Quelle joyeuse surprise lundi dernier, puisqu’on nous avait placé un jour férié par erreur sur le calendrier de l’Alliance. Une aimable collègue a eu la bonne idée de proposer une excursion. Direction le volcan Poàs à moins d’une heure 30 de route de la capitale. Rassurez-vous (quoiqu’un peu d’animation ne m’aurait pas déplu), le casque n’a amorti aucune chute de pierres expulsée du ventre de la terre. C’est une précaution imposée à tout visiteur depuis la réouverture du parc en 2018 suite à l’éruption de 2017. Chaque volcan est surprenant. Celui-ci l’est par le fait qu’on ne s’attend pas du tout à un tel paysage quand on grimpe la montagne, puisqu’elle ressemble plus au paisible Jura par ses pâturages et ses vaches (sans cloches). 

Heureusement, nous avons été chanceux, nous sommes arrivés avant les nuages pour admirer le panorama et cet impressionnant lac acide au fond du cratère. 
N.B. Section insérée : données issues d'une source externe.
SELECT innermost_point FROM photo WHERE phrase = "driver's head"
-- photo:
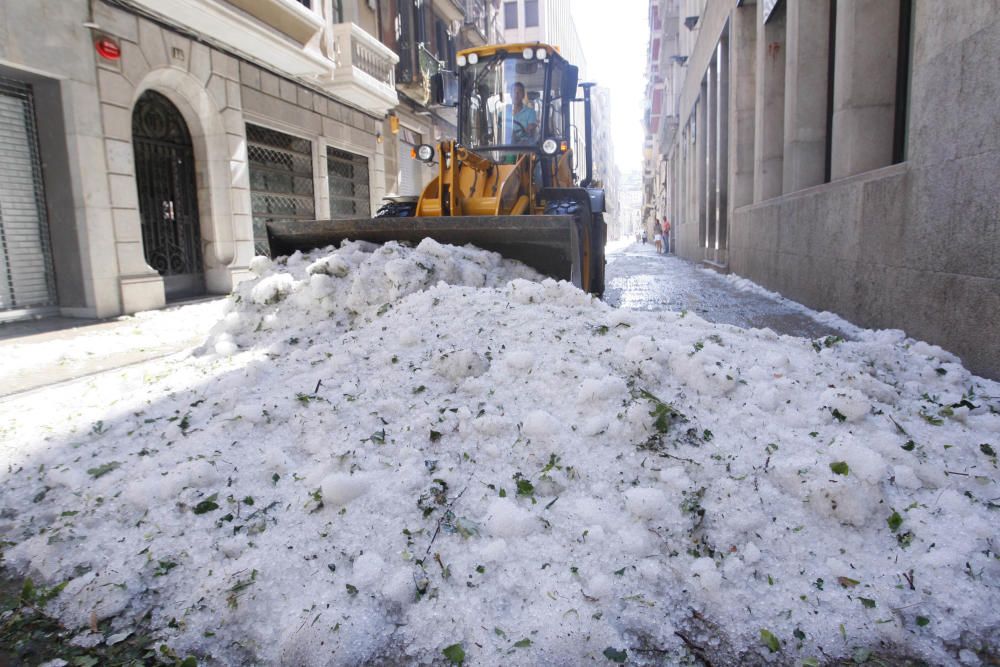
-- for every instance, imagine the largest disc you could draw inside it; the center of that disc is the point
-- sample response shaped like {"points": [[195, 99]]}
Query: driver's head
{"points": [[518, 92]]}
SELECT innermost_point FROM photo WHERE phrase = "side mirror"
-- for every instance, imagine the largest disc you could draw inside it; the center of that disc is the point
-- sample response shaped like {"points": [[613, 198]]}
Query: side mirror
{"points": [[444, 89], [571, 78]]}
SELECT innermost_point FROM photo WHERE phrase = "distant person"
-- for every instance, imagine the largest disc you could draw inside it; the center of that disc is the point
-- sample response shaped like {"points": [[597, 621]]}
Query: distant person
{"points": [[522, 119]]}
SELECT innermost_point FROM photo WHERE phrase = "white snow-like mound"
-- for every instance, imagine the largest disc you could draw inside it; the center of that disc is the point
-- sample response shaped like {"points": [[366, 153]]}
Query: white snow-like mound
{"points": [[382, 452]]}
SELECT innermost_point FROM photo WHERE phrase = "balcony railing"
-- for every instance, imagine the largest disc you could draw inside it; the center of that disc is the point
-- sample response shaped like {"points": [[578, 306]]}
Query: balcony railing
{"points": [[363, 68], [419, 88]]}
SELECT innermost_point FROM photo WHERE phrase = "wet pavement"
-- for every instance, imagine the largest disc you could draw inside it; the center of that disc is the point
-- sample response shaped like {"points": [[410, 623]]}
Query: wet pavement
{"points": [[637, 278]]}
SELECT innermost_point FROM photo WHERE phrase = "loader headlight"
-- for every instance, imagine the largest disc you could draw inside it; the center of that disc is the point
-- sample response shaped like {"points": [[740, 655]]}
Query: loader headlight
{"points": [[425, 152]]}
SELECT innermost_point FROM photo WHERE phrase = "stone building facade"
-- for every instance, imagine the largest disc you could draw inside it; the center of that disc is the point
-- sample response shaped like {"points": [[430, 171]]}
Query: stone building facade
{"points": [[144, 144], [839, 152]]}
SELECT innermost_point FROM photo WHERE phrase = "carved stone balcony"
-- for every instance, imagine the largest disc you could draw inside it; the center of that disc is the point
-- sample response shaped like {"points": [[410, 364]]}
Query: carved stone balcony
{"points": [[282, 33], [363, 69]]}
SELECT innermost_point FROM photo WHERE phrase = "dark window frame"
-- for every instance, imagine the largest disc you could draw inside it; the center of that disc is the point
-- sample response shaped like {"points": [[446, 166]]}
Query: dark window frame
{"points": [[531, 16]]}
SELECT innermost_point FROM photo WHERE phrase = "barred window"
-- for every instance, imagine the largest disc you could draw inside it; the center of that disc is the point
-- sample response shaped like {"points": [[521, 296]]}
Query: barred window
{"points": [[281, 180]]}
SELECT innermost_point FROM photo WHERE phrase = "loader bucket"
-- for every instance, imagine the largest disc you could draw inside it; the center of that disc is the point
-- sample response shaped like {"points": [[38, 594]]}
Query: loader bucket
{"points": [[550, 244]]}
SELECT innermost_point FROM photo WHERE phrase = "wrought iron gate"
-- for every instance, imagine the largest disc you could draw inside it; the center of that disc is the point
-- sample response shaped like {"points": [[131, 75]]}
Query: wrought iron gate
{"points": [[168, 197], [27, 284]]}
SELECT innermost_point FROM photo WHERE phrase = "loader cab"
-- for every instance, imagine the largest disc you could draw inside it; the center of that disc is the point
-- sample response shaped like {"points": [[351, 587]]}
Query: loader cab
{"points": [[514, 99]]}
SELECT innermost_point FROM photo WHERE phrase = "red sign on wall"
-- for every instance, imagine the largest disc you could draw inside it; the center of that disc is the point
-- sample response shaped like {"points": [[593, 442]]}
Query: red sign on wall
{"points": [[108, 48]]}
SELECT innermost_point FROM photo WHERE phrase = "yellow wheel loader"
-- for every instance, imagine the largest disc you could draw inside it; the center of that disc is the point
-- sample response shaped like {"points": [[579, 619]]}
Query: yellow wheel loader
{"points": [[507, 183]]}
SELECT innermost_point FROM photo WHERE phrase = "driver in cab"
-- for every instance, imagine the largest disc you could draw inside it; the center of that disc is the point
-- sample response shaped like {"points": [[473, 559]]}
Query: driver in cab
{"points": [[523, 121]]}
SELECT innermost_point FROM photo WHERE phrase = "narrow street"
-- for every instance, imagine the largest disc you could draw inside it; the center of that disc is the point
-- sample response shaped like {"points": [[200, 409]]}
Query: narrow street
{"points": [[640, 279]]}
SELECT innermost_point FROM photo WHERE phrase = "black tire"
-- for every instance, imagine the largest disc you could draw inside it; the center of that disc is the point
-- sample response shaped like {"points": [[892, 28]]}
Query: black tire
{"points": [[394, 209], [601, 229], [562, 208]]}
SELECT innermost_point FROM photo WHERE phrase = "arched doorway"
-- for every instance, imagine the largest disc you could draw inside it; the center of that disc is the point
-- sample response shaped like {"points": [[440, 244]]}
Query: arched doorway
{"points": [[168, 196]]}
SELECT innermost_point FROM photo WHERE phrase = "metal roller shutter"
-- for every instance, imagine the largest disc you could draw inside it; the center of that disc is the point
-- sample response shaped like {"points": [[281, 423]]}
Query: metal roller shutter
{"points": [[350, 192], [26, 275], [413, 174]]}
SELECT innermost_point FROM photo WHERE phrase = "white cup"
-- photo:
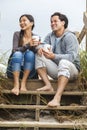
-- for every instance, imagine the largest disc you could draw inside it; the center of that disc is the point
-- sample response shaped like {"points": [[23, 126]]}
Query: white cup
{"points": [[36, 37], [47, 47]]}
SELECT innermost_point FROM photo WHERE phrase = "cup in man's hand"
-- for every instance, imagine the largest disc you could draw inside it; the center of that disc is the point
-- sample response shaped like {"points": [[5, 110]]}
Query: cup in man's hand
{"points": [[47, 47]]}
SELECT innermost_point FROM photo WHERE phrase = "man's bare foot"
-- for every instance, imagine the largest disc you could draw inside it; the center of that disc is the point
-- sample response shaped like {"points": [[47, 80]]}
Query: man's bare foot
{"points": [[53, 103], [15, 90], [46, 88], [23, 87]]}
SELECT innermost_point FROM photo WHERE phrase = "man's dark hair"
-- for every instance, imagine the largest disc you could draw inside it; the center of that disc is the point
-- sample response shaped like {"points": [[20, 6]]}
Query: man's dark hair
{"points": [[62, 17]]}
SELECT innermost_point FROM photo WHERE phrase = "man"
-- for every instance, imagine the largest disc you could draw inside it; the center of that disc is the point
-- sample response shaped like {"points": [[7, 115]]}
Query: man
{"points": [[62, 63]]}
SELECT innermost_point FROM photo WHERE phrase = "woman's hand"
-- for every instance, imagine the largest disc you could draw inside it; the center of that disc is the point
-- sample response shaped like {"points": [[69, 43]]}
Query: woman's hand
{"points": [[40, 51], [48, 54]]}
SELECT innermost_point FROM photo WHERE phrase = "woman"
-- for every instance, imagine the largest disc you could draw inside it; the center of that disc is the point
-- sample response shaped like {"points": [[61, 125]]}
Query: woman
{"points": [[22, 60]]}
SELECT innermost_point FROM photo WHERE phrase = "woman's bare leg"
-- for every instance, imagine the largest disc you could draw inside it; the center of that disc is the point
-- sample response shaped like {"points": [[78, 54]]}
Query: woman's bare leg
{"points": [[43, 74], [62, 82], [24, 80], [15, 90]]}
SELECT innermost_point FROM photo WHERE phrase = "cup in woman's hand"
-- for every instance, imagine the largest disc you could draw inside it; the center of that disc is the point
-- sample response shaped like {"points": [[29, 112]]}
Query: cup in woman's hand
{"points": [[35, 39]]}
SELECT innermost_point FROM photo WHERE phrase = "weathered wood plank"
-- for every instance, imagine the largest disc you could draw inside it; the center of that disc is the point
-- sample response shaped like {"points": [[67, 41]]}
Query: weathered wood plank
{"points": [[35, 84], [32, 124], [38, 107], [79, 93]]}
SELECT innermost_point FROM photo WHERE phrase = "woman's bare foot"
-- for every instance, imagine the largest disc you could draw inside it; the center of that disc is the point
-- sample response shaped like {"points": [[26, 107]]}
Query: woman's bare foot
{"points": [[15, 90], [53, 103], [23, 87], [46, 88]]}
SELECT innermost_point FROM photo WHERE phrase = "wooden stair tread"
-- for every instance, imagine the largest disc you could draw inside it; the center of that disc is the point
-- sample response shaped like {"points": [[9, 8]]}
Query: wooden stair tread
{"points": [[47, 92], [43, 107], [45, 124]]}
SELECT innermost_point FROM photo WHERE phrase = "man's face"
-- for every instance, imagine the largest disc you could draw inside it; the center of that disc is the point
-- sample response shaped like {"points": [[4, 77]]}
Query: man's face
{"points": [[56, 23]]}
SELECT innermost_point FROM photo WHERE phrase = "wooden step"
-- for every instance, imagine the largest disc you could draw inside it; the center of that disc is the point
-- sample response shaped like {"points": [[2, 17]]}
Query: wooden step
{"points": [[43, 107], [79, 93], [44, 124], [35, 84]]}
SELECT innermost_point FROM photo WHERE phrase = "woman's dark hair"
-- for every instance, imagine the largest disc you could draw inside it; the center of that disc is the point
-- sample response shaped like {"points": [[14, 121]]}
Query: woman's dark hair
{"points": [[31, 19], [62, 17]]}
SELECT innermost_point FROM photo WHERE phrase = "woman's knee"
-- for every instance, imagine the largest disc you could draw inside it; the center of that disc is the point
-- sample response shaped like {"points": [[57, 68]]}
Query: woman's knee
{"points": [[29, 56], [17, 57]]}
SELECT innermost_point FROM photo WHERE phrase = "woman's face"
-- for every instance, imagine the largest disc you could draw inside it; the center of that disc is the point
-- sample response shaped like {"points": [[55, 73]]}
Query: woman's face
{"points": [[25, 23]]}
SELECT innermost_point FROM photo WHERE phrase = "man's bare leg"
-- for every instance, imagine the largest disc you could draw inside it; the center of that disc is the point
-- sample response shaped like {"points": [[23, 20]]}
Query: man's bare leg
{"points": [[24, 79], [43, 74], [62, 82], [15, 90]]}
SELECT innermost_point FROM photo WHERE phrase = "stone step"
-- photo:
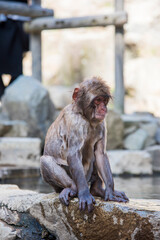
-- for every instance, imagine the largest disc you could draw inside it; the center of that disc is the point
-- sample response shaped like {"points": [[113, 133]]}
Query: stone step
{"points": [[45, 217], [20, 151]]}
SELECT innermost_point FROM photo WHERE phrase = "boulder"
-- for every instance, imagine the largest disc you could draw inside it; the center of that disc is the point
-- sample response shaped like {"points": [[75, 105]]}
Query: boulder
{"points": [[115, 130], [20, 151], [41, 216], [136, 140], [155, 154], [13, 128], [130, 162], [27, 100]]}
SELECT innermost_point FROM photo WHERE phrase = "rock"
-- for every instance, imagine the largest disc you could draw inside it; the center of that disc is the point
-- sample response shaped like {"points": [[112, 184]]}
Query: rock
{"points": [[136, 140], [13, 128], [158, 136], [27, 100], [20, 151], [60, 95], [115, 130], [155, 154], [7, 232], [33, 216], [130, 162]]}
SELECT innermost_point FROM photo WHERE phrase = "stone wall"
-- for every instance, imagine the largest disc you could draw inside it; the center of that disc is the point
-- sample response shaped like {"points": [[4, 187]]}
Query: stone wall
{"points": [[28, 215]]}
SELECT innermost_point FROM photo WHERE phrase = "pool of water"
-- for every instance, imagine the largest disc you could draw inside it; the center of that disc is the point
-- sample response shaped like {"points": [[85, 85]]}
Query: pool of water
{"points": [[134, 187]]}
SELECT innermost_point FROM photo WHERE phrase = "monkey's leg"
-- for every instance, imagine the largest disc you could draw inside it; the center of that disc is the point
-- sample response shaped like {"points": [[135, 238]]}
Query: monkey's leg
{"points": [[57, 177], [96, 184]]}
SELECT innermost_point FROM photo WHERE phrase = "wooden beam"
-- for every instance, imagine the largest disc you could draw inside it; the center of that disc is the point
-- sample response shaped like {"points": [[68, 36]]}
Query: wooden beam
{"points": [[119, 59], [118, 19], [35, 47], [23, 9]]}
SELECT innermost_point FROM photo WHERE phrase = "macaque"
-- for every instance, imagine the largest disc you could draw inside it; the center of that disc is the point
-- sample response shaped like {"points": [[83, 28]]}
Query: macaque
{"points": [[74, 152]]}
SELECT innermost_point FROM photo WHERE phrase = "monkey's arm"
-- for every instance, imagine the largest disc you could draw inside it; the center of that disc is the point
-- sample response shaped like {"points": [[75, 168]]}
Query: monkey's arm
{"points": [[77, 172], [104, 170]]}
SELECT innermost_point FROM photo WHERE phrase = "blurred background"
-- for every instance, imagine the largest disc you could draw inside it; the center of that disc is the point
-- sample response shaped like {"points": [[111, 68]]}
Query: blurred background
{"points": [[72, 54]]}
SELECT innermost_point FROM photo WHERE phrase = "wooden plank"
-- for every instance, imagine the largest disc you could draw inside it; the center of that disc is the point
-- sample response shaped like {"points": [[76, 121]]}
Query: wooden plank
{"points": [[118, 18], [119, 59], [35, 46], [23, 9]]}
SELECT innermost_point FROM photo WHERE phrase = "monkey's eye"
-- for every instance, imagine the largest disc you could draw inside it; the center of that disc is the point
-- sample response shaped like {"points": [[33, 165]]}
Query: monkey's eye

N’imaginez pas y aller pour une journée fatigante ! Même si j’avais pensé y aérer mes chaussures de randonnée, depuis le parking, il suffit d’une petite marche de 10 minutes et on est déjà au bord du cratère. Impossible d’y flâner toute la journée, la couleur du casque nous trahirait. Le temps imparti à chaque visiteur est de 15 minutes, donc les casques verts devaient rentrer avant les casques rouges conformément à l’heure de départ. 

Allez j’irai en voir d’autres, l’important c’était surtout de sortir le nez de nos copies et de s’asseoir un moment dans un bon restaurant avec mes collègues.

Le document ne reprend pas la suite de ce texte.